It’s been a few months since I’ve eaten at the Lido Cafe, and we forgetfully arrive just too late (at around 12.33pm) for the poolside restaurant’s legendary brunches, which we’d been fantasising about. The lunch menu kicks in at half past midday. “There’ll be a wait of about 20 minutes while the kitchen prepares for lunch,” warns our friendly waiter. We hesitate: we’re starving after a long dog-walk around the park outside – a hearty distance as Brockwell is no little green space – but then I catch sight of the cocktail menu.
Post-midday? Pre-lunch? Not too early at all for a sharp, ice-cold Negroni, surely? So by way of brunch consolation, and to take my mind off my rumbling stomach, I order one (£7). Disappointingly it arrives without a slice of fragrant, scorched orange, but is otherwise a good solid Negroni. In the 40 minutes we sit waiting for the lunch menu, I could easily have had another, or got sozzled on one of the other seasonal drinks on offer – an Elderflower Sherbert made with Sipsmith Gin, perhaps, a Pimm’s-based Rangoon or an Aperol Spritz, another fashionable classic. At least there’s the gloriously distracting view to enjoy.
Finally, our waiter appears brandishing menus. He is one of a good number of staff on this shift – the frustrating days of great-food-slow-service at the Lido seem to be a thing of the past. Our wait this time is understandable, though we wish we’d been given a realistic rather than optimistic estimate.
It’s salad weather and I choose the refreshing-sounding fennel, radish, celeriac, dill and pomegranate seed as a main (£6.75). And some chips to balance things out. My lunch partner vacillates: he’s tempted by the pulled pork bun with slaw and home-made pickles but makes a last-minute swerve for the char-grilled free range chicken, which comes with a choice or mix of the day’s salads (there are three – he has them all).

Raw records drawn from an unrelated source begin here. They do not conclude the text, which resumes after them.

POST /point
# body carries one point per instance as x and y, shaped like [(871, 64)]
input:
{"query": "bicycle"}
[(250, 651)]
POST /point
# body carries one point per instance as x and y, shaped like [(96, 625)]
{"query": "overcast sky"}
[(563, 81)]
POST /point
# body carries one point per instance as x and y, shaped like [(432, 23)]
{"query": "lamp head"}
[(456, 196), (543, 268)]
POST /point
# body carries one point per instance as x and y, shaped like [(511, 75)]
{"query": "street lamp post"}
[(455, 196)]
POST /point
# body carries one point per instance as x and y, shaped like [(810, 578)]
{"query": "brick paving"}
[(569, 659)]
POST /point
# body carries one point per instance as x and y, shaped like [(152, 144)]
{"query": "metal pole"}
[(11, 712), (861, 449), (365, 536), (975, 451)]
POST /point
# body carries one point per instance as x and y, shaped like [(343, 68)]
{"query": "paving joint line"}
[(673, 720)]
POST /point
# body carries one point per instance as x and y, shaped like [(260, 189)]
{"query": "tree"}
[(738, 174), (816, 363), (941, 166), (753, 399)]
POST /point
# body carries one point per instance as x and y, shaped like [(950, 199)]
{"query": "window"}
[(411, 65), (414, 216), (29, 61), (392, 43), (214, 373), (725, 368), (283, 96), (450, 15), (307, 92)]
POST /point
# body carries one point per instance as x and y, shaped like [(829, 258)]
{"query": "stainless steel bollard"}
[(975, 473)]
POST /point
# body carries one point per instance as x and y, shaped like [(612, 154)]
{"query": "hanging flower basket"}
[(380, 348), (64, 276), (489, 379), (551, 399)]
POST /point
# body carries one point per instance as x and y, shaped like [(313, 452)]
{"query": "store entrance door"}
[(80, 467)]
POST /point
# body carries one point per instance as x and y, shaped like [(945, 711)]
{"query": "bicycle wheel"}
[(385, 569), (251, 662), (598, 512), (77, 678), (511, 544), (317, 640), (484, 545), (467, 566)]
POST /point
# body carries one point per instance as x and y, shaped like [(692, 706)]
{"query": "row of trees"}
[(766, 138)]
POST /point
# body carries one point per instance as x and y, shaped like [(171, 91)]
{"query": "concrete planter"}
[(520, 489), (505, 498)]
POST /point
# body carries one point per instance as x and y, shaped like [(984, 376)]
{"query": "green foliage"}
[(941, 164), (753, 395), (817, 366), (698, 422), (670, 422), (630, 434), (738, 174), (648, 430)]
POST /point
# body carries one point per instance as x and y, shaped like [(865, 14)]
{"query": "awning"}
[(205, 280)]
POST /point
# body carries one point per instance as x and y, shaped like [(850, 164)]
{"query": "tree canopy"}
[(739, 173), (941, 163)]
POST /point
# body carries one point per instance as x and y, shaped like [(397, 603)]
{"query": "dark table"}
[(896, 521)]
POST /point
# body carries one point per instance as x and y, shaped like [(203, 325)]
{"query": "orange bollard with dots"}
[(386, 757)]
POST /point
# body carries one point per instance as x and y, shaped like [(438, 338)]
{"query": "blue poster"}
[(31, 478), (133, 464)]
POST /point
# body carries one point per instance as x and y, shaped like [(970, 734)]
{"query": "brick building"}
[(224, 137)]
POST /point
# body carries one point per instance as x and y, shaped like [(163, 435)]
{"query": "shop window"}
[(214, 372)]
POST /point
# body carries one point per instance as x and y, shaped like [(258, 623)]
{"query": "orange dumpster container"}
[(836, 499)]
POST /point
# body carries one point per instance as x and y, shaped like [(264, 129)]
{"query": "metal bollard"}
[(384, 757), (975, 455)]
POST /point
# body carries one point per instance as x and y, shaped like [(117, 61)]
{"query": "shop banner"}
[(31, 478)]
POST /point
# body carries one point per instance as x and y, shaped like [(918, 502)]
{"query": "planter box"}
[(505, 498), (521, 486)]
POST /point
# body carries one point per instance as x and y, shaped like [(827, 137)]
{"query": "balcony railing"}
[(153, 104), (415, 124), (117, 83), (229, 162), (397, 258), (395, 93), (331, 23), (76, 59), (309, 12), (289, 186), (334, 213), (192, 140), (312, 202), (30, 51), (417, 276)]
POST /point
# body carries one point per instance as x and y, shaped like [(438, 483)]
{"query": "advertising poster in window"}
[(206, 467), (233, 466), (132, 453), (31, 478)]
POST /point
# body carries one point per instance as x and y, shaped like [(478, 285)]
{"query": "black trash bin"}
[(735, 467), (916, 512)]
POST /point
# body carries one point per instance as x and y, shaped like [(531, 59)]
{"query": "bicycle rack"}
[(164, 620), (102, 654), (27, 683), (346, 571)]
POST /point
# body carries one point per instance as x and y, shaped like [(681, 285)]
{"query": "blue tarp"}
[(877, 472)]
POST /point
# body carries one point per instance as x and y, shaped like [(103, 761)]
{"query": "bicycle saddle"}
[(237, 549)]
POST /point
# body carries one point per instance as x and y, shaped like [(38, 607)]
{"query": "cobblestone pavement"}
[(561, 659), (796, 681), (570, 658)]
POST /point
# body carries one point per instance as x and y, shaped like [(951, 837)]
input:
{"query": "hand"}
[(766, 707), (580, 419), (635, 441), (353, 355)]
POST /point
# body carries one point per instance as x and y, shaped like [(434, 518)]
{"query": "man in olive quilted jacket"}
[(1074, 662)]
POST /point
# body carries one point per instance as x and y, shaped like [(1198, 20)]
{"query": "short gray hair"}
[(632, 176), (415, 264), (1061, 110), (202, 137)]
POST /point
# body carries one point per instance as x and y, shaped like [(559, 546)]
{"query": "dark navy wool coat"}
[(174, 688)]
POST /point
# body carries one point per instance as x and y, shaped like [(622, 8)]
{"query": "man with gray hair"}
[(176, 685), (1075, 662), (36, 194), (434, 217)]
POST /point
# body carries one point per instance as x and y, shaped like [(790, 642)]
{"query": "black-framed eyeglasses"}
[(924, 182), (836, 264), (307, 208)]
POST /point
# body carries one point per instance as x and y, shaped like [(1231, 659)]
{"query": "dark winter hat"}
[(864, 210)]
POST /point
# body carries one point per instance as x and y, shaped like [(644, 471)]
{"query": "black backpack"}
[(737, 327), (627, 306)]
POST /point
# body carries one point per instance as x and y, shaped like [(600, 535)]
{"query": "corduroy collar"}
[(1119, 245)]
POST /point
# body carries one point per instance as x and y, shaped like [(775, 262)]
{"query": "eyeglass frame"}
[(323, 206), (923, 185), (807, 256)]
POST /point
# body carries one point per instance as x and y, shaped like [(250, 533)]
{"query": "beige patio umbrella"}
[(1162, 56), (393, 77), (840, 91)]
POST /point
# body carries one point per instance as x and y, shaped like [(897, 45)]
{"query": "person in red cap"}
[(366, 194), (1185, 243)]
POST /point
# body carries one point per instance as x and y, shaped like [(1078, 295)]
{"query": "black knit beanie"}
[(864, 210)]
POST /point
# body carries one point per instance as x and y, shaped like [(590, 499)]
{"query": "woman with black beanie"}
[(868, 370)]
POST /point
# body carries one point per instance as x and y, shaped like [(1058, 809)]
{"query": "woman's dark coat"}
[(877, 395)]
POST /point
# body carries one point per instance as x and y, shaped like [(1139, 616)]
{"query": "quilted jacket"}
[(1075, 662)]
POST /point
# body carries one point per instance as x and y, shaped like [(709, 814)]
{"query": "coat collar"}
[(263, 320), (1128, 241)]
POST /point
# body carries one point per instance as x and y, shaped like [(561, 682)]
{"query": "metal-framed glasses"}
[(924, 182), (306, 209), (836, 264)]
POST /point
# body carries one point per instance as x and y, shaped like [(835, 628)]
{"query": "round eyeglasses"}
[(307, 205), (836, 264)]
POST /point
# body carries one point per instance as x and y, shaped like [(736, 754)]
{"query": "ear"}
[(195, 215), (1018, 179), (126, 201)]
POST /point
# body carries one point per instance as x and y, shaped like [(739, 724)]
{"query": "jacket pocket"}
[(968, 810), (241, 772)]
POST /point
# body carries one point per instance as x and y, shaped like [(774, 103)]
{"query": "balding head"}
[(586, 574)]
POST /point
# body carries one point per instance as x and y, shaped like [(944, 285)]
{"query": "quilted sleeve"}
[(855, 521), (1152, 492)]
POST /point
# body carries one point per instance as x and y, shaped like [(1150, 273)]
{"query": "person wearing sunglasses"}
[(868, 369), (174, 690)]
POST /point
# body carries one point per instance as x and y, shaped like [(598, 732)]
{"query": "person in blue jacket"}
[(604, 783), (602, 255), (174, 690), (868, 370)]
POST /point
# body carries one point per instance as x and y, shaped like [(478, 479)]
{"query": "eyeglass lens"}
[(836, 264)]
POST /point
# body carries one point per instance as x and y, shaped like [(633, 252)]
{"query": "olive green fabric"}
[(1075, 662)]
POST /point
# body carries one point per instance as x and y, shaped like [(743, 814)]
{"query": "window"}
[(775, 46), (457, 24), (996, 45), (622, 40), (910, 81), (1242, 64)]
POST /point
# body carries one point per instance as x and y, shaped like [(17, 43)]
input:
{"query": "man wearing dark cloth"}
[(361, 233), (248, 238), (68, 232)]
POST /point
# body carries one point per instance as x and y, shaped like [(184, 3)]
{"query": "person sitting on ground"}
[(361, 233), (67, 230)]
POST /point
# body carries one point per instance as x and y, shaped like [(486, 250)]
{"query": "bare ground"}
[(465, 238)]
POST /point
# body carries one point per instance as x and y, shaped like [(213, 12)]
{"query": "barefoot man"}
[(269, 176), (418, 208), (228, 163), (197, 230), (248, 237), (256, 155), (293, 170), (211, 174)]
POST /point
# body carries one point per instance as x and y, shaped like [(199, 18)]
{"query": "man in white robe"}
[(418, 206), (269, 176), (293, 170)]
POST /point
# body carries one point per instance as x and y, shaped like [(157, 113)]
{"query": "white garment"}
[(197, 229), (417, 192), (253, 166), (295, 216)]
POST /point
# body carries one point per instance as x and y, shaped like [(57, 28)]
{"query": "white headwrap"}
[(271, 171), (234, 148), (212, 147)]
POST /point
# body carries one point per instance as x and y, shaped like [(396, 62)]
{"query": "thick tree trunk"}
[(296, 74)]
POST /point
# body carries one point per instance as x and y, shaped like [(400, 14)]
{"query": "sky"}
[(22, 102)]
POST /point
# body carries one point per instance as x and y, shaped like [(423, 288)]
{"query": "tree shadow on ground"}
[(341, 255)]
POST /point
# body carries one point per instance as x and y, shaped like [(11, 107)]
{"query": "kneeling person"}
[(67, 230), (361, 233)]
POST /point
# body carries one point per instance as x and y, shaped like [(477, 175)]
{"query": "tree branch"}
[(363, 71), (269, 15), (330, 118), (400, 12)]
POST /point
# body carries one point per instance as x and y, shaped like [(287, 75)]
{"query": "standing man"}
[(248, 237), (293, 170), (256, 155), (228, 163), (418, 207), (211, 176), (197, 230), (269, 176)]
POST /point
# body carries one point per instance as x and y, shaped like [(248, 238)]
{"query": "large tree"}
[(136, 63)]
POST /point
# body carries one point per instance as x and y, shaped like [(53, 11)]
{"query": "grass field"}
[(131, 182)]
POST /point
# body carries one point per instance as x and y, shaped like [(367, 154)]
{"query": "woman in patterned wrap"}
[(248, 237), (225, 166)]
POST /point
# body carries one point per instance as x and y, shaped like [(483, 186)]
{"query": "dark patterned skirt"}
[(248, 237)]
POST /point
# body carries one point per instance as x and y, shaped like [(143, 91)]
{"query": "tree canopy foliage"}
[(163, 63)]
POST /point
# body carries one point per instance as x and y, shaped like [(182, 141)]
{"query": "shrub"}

For a vegetarian, that’s me, the choices feel deflatingly limited, they are: halloumi burger or asparagus, pea, lemon and creme fraiche tart, but then the menu is confidently short for all – and seasonal (it was a few weeks ago that we were here) so it’s nothing personal. And the salad, though not the most beautiful thing to look at, is deliciously crunchy with the sharp pomegranate spike cutting through the earthy, almost coconutty celeriac slivers. It was good, though not amazing. My fellow luncher feels similarly about his chicken: “Deliciously herby, but a little bit dry,” he says. The crisp, skins-on chips were delicious, however, and dessert? A triumph.
The cakes of the day are tempting but the cardomom and pistachio tart with orange sorbet is too hard to resist. We share. (Must be the heat.) The tart is sticky without being sickly, with a pleasingly prominent flowery note from the spice. The candied orange slivers are a nice touch (if only they’d chucked a couple in my drink) and the sugary citrus burst in the sorbet joins the dots, though – for me, at least – could have been a touch less sweet. The bitter dregs of my Negroni prove a better foil.
Finally, coffee. And if that was all you came to the Lido Cafe for you’d be winning. It is consistently smooth, creamy and “even better than the stuff from that place in the market”, my Australian-dwelling, caffiene snob brother declared when I brought him here (I’d taken him to Federation to prove that London catch match Sydney in its coffee excellence).
A pleasant lunch, all in all, and in a beautiful setting. But we do wish we’d come in less salad-y moods – or just got up a bit earlier to be tempted by breakfast instead.